PRESENT: TANENBAUM, J.P., LaCAVA and IANNACCI, JJ
The judgment convicted defendant, upon his plea of guilty, of criminal contempt in the second degree.
ORDERED that the judgment of conviction is affirmed.
Defendant's contention that his plea was not voluntary is unpreserved for appellate review since defendant did not move to withdraw his plea or vacate the judgment of conviction on this ground (see People v Shell, 73 AD3d 1095 ; People v Wynn, 40 AD3d 893 ). Also, the narrow exception to the preservation requirement is inapplicable as defendant's statements during his plea allocution neither cast doubt on his guilt nor call the voluntariness of his plea into question (see People v Lopez, 71 NY2d 662, 666 ). In any event, we note that "there is no requirement for a uniform mandatory catechism of pleading defendants" (People v Seeber, 4 NY3d 780, 781 ), and that the City Court advised defendant that by pleading guilty he would waive his right to remain silent and inquired if defendant had had sufficient opportunity to discuss the plea and its consequences with his attorney. A review of the record indicates that the City Court properly accepted defendant's plea, which was knowingly, voluntarily and intelligently made (see People v Seeber, 4 NY3d at 781; People v Sparrow, 30 Misc 3d 130[A], 2010 NY Slip Op 52312[U] [App Term, 9th & 10th Jud Dists 2010]).

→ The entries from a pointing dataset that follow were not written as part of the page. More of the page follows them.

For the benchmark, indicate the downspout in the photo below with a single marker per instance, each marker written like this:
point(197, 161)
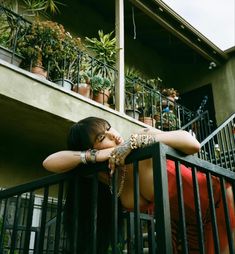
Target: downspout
point(119, 33)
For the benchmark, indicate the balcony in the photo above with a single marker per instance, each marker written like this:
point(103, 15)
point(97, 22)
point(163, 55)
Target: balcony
point(36, 114)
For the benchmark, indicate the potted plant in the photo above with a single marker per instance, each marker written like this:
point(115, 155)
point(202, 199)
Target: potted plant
point(148, 107)
point(13, 23)
point(41, 44)
point(101, 87)
point(133, 91)
point(65, 64)
point(104, 50)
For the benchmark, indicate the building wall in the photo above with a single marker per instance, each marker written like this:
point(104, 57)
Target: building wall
point(35, 118)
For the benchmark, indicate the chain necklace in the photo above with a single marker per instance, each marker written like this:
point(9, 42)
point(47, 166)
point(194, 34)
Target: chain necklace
point(123, 178)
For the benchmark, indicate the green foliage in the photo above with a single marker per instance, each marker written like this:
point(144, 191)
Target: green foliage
point(42, 42)
point(104, 49)
point(31, 8)
point(99, 83)
point(65, 61)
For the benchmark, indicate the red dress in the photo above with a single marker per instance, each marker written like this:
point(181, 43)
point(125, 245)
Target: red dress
point(189, 206)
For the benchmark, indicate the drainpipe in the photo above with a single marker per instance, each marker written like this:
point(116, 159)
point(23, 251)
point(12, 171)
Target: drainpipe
point(119, 33)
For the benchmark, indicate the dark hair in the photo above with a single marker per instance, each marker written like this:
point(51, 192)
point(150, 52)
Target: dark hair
point(81, 137)
point(82, 134)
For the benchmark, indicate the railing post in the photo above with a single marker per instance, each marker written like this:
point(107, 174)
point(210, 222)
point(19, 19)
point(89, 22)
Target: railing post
point(161, 200)
point(119, 91)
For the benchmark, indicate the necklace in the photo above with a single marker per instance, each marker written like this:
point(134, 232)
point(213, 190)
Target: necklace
point(123, 178)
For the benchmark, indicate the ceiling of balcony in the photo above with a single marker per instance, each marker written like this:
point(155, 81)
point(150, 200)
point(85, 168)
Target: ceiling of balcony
point(153, 25)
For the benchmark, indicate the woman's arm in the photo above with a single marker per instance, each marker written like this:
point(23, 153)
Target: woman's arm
point(179, 139)
point(64, 161)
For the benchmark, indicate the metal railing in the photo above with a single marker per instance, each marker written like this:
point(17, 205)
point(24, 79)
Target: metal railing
point(141, 97)
point(219, 146)
point(153, 232)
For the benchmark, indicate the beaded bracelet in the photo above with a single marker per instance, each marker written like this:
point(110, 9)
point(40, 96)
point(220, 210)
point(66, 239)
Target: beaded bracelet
point(83, 157)
point(141, 140)
point(93, 156)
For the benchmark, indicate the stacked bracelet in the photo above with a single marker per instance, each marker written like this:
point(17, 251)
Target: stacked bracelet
point(142, 140)
point(83, 157)
point(93, 156)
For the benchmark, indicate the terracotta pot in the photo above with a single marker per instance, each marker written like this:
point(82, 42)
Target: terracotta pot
point(102, 97)
point(40, 71)
point(133, 113)
point(148, 120)
point(66, 83)
point(84, 89)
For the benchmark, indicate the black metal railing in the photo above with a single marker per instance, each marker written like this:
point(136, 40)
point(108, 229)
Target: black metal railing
point(219, 146)
point(200, 126)
point(154, 232)
point(31, 216)
point(78, 70)
point(143, 101)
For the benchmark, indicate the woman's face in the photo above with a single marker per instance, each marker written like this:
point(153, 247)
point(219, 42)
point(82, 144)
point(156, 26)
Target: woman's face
point(107, 139)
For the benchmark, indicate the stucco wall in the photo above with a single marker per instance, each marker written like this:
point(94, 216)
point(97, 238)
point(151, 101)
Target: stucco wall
point(35, 117)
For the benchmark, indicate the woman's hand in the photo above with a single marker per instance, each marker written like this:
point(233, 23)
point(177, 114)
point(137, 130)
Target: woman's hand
point(118, 156)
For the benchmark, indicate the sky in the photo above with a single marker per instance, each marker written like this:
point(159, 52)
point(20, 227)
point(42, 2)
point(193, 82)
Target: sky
point(215, 19)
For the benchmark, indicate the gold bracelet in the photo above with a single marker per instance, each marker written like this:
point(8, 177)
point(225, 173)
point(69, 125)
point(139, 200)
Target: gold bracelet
point(133, 141)
point(83, 157)
point(93, 155)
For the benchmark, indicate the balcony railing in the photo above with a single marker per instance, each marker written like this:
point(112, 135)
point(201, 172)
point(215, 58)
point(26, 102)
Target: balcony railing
point(219, 146)
point(142, 231)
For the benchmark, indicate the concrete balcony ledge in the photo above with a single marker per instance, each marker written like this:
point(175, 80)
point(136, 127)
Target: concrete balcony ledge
point(36, 93)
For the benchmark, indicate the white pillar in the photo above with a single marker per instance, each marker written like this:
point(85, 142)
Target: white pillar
point(119, 32)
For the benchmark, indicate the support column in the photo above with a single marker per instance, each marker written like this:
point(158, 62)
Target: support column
point(119, 33)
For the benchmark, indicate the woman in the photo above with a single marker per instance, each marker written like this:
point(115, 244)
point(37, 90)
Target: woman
point(94, 140)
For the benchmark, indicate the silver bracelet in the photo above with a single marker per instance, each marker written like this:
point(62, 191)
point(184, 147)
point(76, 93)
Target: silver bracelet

Defendant's contention that he was deprived of the effective assistance of counsel rests mainly on matter dehors the record, which cannot be reviewed on direct appeal (see People v Ali, 55 AD3d 919 ; People v DeLuca, 45 AD3d 777 ). To the extent this contention is reviewable on direct appeal, the record indicates that defendant's counsel provided meaningful representation in accordance with the state standard (see NY Const, art I, § 6; People v Ford, 86 NY2d 397 ; People v Johnson, 71 AD3d 1048 ). Moreover, counsel's performance could not be characterized as either deficient or prejudicial to defendant and, thus, was also in accordance with the federal standard (see US Const Amend VI; Strickland v Washington, 466 US 688 ; People v Garrett, 68 AD3d 781 ).
Accordingly, the judgment of conviction is affirmed.
Tanenbaum, J.P., LaCava and Iannacci, JJ., concur.